It’s the photo of my three year old nephew, who barely escaped death as a newborn, wearing the light blue flannel of my departed brother’s childhood.
It’s another young and innocent nephew talking to his parents about his Papa Charles in heaven and asking, “but did he drive dere?”
It’s the bright yellow of the leaves lining the brick road of an old Southern downtown.
It’s the Ukrainian family who hugs me and places a handmade necklace around my neck out of gratitude for the love and kindness we, my family, have shown them.
It’s the 12-year-old who suffers from anxiety that lights up when I give him worry stones.
It’s the beauty of family even if it looks like a husband, a wife, a pet, and no kids – not because kids aren’t loved or wanted but because maybe they aren’t possible or maybe they just aren’t part of the love story.
It’s waking up next to your best friend and soulmate every day even if their breath smells of yesterday.
It’s the fruit of hard labor after failing time and time again.
It’s the courage to recognize when something joyous becomes suffering and you choose to chase joy again.
It’s the cardinal that sits on the windowsill or the rainbow that fills the sky when you are missing lost loved ones.
The “most profound, tenderest things in the world,” (Dietrich Bonhoeffer) are all of these things and more.
It’s day one of advent. My devotion for today quotes theologian Dietrich Bonhoeffer several times. A man who was imprisoned for his resistance efforts against Hitler’s regime and eventually died in a concentration camp just weeks before the end of the second World War.

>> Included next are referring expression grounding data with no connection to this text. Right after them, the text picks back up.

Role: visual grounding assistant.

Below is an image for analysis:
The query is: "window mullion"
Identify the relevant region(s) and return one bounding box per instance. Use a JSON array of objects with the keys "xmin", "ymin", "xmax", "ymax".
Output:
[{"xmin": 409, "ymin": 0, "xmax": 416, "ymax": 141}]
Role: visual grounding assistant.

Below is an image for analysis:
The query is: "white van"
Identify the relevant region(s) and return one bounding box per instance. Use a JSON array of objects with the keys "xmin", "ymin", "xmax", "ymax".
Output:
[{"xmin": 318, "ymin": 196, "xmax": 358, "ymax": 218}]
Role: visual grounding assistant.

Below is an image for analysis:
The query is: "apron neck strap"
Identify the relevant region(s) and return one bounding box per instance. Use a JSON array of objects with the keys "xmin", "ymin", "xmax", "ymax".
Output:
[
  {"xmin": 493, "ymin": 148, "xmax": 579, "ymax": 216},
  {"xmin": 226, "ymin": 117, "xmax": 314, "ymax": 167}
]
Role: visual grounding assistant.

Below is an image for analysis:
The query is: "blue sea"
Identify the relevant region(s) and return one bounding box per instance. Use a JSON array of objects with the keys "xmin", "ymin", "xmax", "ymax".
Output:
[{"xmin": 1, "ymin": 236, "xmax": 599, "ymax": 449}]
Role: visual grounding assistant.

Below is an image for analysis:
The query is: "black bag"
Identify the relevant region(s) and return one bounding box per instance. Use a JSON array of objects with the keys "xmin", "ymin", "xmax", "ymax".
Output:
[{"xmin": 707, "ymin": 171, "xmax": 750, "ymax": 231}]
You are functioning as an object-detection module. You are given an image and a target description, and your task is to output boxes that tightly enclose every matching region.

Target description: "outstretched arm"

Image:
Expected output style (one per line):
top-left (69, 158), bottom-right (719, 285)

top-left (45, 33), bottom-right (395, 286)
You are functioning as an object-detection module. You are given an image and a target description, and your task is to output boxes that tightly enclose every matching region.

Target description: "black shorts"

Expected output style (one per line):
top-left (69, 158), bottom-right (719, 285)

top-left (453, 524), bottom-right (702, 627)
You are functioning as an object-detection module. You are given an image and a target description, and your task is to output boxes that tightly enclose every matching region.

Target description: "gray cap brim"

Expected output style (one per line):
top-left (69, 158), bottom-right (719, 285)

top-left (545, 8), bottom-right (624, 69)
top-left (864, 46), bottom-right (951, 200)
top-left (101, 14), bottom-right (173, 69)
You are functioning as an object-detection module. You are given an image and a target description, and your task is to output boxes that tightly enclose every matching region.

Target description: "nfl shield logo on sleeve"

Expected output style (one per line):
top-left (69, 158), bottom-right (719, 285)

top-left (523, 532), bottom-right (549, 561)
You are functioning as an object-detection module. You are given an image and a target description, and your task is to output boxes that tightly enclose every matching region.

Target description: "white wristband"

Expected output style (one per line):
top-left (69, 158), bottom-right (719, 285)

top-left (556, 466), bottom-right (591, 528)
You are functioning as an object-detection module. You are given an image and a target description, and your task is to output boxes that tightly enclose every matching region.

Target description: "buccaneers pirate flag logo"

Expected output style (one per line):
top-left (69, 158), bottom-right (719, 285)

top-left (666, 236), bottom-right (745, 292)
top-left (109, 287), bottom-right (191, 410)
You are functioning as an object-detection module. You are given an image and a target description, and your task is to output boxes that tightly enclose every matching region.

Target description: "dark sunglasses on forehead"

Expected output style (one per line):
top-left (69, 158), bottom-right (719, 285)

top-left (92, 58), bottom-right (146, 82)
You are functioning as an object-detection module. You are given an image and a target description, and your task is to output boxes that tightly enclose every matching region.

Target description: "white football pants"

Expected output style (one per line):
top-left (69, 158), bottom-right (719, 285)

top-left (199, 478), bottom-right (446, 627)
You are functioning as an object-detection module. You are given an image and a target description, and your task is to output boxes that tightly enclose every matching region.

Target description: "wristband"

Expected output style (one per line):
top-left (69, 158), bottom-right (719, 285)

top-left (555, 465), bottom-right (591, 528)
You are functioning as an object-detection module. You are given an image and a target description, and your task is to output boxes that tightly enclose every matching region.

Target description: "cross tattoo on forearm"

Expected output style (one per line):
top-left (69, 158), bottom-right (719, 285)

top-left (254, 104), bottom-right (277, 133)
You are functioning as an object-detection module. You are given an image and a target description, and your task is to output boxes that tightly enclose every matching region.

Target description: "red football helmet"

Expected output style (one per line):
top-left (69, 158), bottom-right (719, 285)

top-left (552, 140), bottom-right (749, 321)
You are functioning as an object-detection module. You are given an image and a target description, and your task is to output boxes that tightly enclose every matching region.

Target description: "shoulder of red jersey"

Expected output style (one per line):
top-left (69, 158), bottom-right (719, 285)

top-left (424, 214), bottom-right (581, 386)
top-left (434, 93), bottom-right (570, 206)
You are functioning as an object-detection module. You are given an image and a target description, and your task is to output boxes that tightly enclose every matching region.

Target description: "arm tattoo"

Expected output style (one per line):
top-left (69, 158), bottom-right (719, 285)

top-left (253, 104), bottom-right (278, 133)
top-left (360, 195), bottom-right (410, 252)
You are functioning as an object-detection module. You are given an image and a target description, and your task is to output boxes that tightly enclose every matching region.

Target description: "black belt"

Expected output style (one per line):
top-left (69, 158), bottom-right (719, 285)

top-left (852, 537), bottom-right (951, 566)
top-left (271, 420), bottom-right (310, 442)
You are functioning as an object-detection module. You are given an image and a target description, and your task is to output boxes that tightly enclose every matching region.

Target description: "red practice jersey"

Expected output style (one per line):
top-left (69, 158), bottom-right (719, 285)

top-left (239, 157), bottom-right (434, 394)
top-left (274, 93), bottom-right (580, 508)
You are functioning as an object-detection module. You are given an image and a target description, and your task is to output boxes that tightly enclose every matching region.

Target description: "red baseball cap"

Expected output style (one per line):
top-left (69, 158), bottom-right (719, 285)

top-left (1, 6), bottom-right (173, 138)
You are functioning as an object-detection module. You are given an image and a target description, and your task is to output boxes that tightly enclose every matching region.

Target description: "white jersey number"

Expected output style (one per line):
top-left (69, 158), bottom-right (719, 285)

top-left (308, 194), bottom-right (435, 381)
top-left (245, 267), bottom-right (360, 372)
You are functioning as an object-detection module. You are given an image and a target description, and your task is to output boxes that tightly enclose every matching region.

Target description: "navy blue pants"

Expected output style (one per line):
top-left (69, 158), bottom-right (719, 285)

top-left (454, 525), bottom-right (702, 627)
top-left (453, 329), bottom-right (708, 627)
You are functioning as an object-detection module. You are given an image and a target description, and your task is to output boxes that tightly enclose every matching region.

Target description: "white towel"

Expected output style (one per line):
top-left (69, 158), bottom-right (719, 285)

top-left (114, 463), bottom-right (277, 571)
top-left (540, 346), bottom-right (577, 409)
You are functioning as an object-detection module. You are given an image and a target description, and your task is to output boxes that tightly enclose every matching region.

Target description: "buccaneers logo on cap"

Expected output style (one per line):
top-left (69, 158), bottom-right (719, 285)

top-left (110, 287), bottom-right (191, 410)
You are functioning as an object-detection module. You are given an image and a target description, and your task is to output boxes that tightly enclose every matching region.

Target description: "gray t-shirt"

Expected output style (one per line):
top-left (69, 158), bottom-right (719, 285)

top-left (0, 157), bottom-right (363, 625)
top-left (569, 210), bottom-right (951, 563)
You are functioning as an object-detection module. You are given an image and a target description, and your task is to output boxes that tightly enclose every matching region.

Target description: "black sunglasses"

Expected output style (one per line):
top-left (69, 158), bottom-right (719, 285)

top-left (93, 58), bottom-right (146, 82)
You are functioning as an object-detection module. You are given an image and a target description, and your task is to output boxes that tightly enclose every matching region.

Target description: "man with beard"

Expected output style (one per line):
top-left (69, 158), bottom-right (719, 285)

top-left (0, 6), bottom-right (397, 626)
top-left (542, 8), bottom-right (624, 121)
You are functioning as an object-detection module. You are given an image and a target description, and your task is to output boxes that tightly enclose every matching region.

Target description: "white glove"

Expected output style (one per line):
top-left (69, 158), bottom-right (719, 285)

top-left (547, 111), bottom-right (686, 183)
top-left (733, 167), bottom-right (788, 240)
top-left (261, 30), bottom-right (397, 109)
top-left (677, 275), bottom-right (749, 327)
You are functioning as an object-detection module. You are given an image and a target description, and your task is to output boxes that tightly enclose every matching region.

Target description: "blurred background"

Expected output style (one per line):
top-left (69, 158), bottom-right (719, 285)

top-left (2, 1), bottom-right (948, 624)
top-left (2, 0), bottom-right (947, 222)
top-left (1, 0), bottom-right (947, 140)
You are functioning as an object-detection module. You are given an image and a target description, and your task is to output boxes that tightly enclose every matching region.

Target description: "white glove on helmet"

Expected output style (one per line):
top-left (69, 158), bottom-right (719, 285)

In a letter (from his prison cell) he wrote to his parents:
“Celebrating advent means being able to wait. Waiting is an art that impatient age has forgotten. It wants to break open the ripe fruit when it has hardly finished planting the shoot…For the greatest, most profound, tenderest things in the world, we must wait.”Dietrich Bonhoeffer
At the height of Hitler’s regime, Bonhoeffer had the courage to wait…to hope for the greatest, most profound, tenderest thing in the world. He held faith close hoping and waiting for a new heaven and a new earth, the home of righteousness (2 Peter 3:13). In the end, I’m not sure his waiting for the home of righteousness was all about the end of Hitler’s Germany. Of course, I feel confident he was waiting for freedom and peace, not only for himself, but for all. I feel he was waiting for humanity to serve Godly love and ardent hope.
In a world imprisoned by anger, hate, divisiveness, impatience, I choose to recognize the dark but embrace the light. I choose to hope and wait. It’s in the stillness of waiting that I not only notice the greatest, most profound, tenderest things in the world, I feel them too. I choose to make the very act of waiting holy (Kate Bowler).
This holiday season I challenge you (and myself) to embrace making waiting holy. If you are waiting in the long grocery line or in holiday traffic, just wait. Choose to look for the greatest, most profound, tenderest things in the world in that moment of holy waiting.